Follow the progress of `gmres` by plotting the relative residuals at each iteration starting from the initial estimate (iterate number 0).

```semilogy(0:it1(2),rv1/norm(b),'-o'); xlabel('Iteration number'); ylabel('Relative residual');``` ### Using a Preconditioner with Restart

This example demonstrates the use of a preconditioner with restarted `gmres`.

Load `west0479`, a real 479-by-479 nonsymmetric sparse matrix.

```load west0479; A = west0479;```

Define `b` so that the true solution is a vector of all ones.

`b = full(sum(A,2));`

Construct an incomplete LU preconditioner as in the previous example.

`[L,U] = ilu(A,struct('type','ilutp','droptol',1e-6));`

The benefit to using restarted `gmres` is to limit the amount of memory required to execute the method. Without restart, `gmres` requires `maxit` vectors of storage to keep the basis of the Krylov subspace. Also, `gmres` must orthogonalize against all of the previous vectors at each step. Restarting limits the amount of workspace used and the amount of work done per outer iteration. Note that even though preconditioned `gmres` converged in six iterations above, the algorithm allowed for as many as twenty basis vectors and therefore, allocated all of that space up front.

Execute `gmres(3)`, `gmres(4)`, and `gmres(5)`

```tol = 1e-12; maxit = 20; re3 = 3; [x3,fl3,rr3,it3,rv3] = gmres(A,b,re3,tol,maxit,L,U); re4 = 4; [x4,fl4,rr4,it4,rv4] = gmres(A,b,re4,tol,maxit,L,U); re5 = 5; [x5,fl5,rr5,it5,rv5] = gmres(A,b,re5,tol,maxit,L,U);```

`fl3`, `fl4`, and `fl5` are all 0 because in each case restarted `gmres` drives the relative residual to less than the prescribed tolerance of `1e-12`.

The following plots show the convergence histories of each restarted `gmres` method. `gmres(3)` converges at outer iteration 5, inner iteration 3 (`it3 = [5, 3]`) which would be the same as outer iteration 6, inner iteration 0, hence the marking of 6 on the final tick mark.
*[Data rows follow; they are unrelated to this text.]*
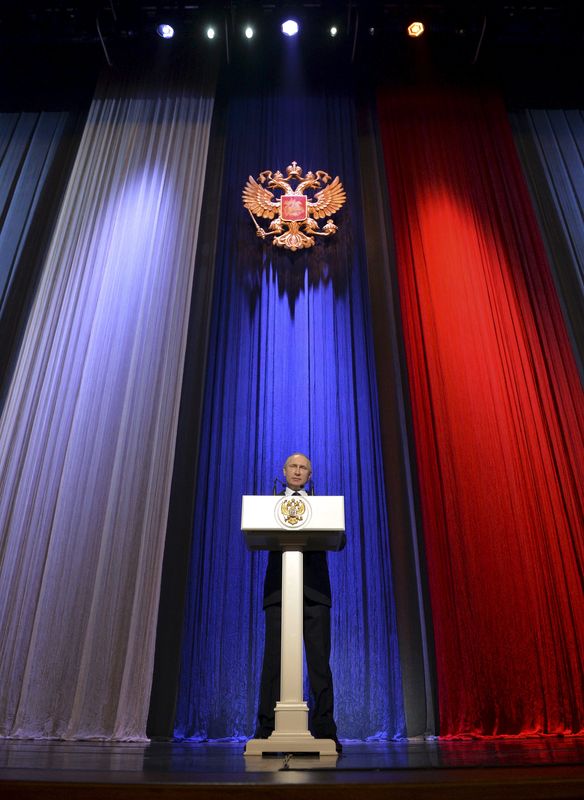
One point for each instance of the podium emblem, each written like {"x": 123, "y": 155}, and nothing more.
{"x": 293, "y": 511}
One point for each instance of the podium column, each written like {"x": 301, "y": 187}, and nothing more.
{"x": 291, "y": 734}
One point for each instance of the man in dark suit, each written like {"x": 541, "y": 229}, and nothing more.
{"x": 317, "y": 626}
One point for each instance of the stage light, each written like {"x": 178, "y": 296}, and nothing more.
{"x": 415, "y": 29}
{"x": 290, "y": 27}
{"x": 165, "y": 31}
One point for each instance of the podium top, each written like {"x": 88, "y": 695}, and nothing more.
{"x": 276, "y": 522}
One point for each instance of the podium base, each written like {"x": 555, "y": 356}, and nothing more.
{"x": 291, "y": 743}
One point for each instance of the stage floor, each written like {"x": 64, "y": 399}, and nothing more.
{"x": 526, "y": 769}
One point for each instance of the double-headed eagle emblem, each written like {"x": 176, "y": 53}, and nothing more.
{"x": 294, "y": 216}
{"x": 293, "y": 510}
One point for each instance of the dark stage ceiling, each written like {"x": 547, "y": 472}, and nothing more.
{"x": 534, "y": 51}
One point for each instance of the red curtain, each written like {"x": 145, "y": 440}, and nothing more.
{"x": 498, "y": 417}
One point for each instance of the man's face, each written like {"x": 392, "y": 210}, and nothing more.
{"x": 297, "y": 471}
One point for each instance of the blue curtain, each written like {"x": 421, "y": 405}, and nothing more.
{"x": 290, "y": 367}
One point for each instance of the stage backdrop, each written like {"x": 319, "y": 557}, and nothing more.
{"x": 290, "y": 367}
{"x": 88, "y": 429}
{"x": 551, "y": 147}
{"x": 498, "y": 416}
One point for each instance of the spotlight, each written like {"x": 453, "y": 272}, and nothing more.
{"x": 165, "y": 31}
{"x": 415, "y": 29}
{"x": 290, "y": 27}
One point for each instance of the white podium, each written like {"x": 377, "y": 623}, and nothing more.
{"x": 292, "y": 524}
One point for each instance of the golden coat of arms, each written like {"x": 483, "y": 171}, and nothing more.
{"x": 293, "y": 510}
{"x": 294, "y": 215}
```figure semilogy(1:1/3:6,rv3/norm(b),'-o'); h1 = gca; h1.XTick = [1:1/3:6]; h1.XTickLabel = ['1';' ';' ';'2';' ';' ';'3';' ';' ';'4';' ';' ';'5';' ';' ';'6';]; title('gmres(3)') xlabel('Iteration number'); ylabel('Relative residual');``` ```figure semilogy(1:1/4:3,rv4/norm(b),'-o'); h2 = gca; h2.XTick = [1:1/4:3]; h2.XTickLabel = ['1';' ';' ';' ';'2';' ';' ';' ';'3']; title('gmres(4)') xlabel('Iteration number'); ylabel('Relative residual');``` ```figure semilogy(1:1/5:2.8,rv5/norm(b),'-o'); h3 = gca; h3.XTick = [1:1/5:2.8]; h3.XTickLabel = ['1';' ';' ';' ';' ';'2';' ';' ';' ';' ']; title('gmres(5)') xlabel('Iteration number'); ylabel('Relative residual');``` ## References

Barrett, R., M. Berry, T. F. Chan, et al., Templates for the Solution of Linear Systems: Building Blocks for Iterative Methods, SIAM, Philadelphia, 1994.

Saad, Youcef and Martin H. Schultz, “GMRES: A generalized minimal residual algorithm for solving nonsymmetric linear systems,” SIAM J. Sci. Stat. Comput., July 1986, Vol. 7, No. 3, pp. 856-869.